This tool aims to match any given query metagraph (i.e., to compute the instances of the metagraph) over a large input graph. For the definition and examples of metagraphs, refer to the citation below. Currently, the tool only works on undirected graphs, where nodes are typed, and edges are untyped (or rather, edge type is a function of the two node types).


Semantic Proximity Search on Graphs with Metagraph-based Learning.
Y. Fang, W. Lin, V. W. Zheng, M. Wu, K. C.-C. Chang and X. Li.
In ICDE 2016, pp. 277--288.

Code and Data

Compiled binary (Linux): Download
Sample datasets are included. The source of these datasets can be found in the above citation.


Command line

./symiso data=<String> query=<String> maxfreq=<Integer> subgraph=<String> stats=<String>

Command line arguments

  1. data=<String>
    The input graph filename. The file is in the Labeled Graph Format. The graph is treated as undirected, and edge types are not considered at the moment.

  2. query=<String>
    The input filename for a list of query metagraphs, in the Metagraph Query Format. These query metagraphs can be mined from the input graph using a modified version of GRAMI.

  3. maxfreq=<Integer>
    The maximum number of instances to match, for each query metagraph. The program immediately moves on to the next query after the specified maximum number of instances are found.

  4. subgraph=<String>
    The filename to output the metagraph database, which contains a list of processed metagraphs. The file is in the Metagraph Database Format.

  5. stats=<String>
    The directory name to output matched instances of each metagraph. Make sure you manually create the the directory before running.

      • One instance file per metagraph.

      • Instance filenames are named according to the ID of each processed metagraph (see subgraph above).

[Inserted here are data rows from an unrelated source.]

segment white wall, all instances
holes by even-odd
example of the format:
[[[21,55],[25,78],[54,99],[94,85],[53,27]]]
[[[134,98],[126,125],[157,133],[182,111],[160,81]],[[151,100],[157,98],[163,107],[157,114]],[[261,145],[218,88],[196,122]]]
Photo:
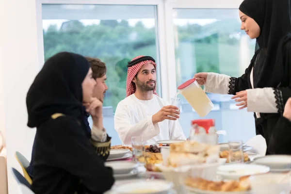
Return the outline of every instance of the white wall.
[[[26,94],[39,71],[35,0],[2,0],[0,3],[0,127],[4,126],[7,151],[9,194],[17,194],[11,173],[21,172],[14,153],[30,160],[35,129],[27,127]],[[2,93],[2,92],[3,92]],[[4,106],[3,106],[4,105]],[[2,114],[5,113],[5,117]]]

      • Each line in an instance file representing one instance, containing tab delimited node IDs of the input graph, in the order according to the order of nodes in the processed metagraph (see subgraph above).

Sample command line

./symiso data=dblp.lg query=dblp.q maxfreq=100000000 subgraph=dblp.gdb stats=output.dblp


We provide any code and/or data on an as-is basis. Use at your own risk.